C’est pourquoi le FRAPRU demande aux partis politiques de garantir un nombre de nouveaux logements hors du marché privé (communautaire ou social). De tels logements sont véritablement abordables.  

L’organisme voudrait que l'on construise à Montréal 22 500 nouveaux logements sociaux et communautaires en cinq ans, ce qui permettrait de fournir un logement aux quelque 23 500 Montréalais qui sont actuellement sur une liste d’attente pour une place dans une habitation à loyer modique (HLM).      

Pour Benoit Sainte-Marie, Corporation des propriétaires immobiliers du Québec (CORPIQ)   

Pour déterminer si un logement est abordable, il faut distinguer les nouvelles constructions des immeubles déjà existants, affirme le directeur général de la Corporation des propriétaires immobiliers du Québec, Benoit Sainte-Marie.    

En ce qui concerne un logement neuf, il estime qu’un loyer est abordable lorsque le prix du loyer «n’est pas au prix du marché ou sous le seuil de la rentabilité du propriétaire».    

Photo Adobe Stock 

Il soutient qu'un logement déjà existant est abordable lorsqu’il est occupé depuis plus de trois ans par un même locataire. Selon lui, au-delà de trois ans, en raison des mécanismes de contrôle des hausses des loyers, le logement en arrive à être en bas du prix courant. 

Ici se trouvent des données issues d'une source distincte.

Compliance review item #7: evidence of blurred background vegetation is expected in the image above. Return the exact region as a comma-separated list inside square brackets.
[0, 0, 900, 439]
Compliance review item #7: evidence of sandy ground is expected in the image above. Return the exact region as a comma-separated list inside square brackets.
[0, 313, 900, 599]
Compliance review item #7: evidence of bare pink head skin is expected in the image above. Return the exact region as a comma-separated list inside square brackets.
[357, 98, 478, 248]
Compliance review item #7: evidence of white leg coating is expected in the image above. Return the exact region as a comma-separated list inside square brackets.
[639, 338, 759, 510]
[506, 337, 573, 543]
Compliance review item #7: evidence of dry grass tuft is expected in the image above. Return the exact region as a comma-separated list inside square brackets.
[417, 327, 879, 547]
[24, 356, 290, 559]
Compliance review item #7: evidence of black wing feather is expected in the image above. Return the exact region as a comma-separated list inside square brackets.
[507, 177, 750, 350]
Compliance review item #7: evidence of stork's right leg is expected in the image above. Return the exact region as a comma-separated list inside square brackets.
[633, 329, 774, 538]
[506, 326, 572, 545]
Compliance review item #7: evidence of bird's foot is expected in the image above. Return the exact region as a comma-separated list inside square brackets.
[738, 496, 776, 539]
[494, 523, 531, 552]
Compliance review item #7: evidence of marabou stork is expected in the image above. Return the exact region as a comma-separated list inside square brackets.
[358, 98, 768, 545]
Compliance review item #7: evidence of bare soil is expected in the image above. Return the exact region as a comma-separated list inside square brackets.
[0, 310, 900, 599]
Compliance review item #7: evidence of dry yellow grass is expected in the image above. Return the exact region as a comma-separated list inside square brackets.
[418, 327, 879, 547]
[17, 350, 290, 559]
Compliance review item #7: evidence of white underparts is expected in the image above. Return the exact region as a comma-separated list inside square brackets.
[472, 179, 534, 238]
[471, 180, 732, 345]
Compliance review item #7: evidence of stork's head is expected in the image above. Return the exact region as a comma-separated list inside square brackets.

Plutôt que de construire des logements abordables dans les quartiers centraux, Benoit Sainte-Marie propose d’en construire dans des secteurs périphériques de la ville, où les loyers sont moins élevés. Celui qui représente les propriétaires ne comprend pas qu'on veuille «loger convenablement des gens avec des faibles revenus dans les quartiers où les prix sont stratosphériques».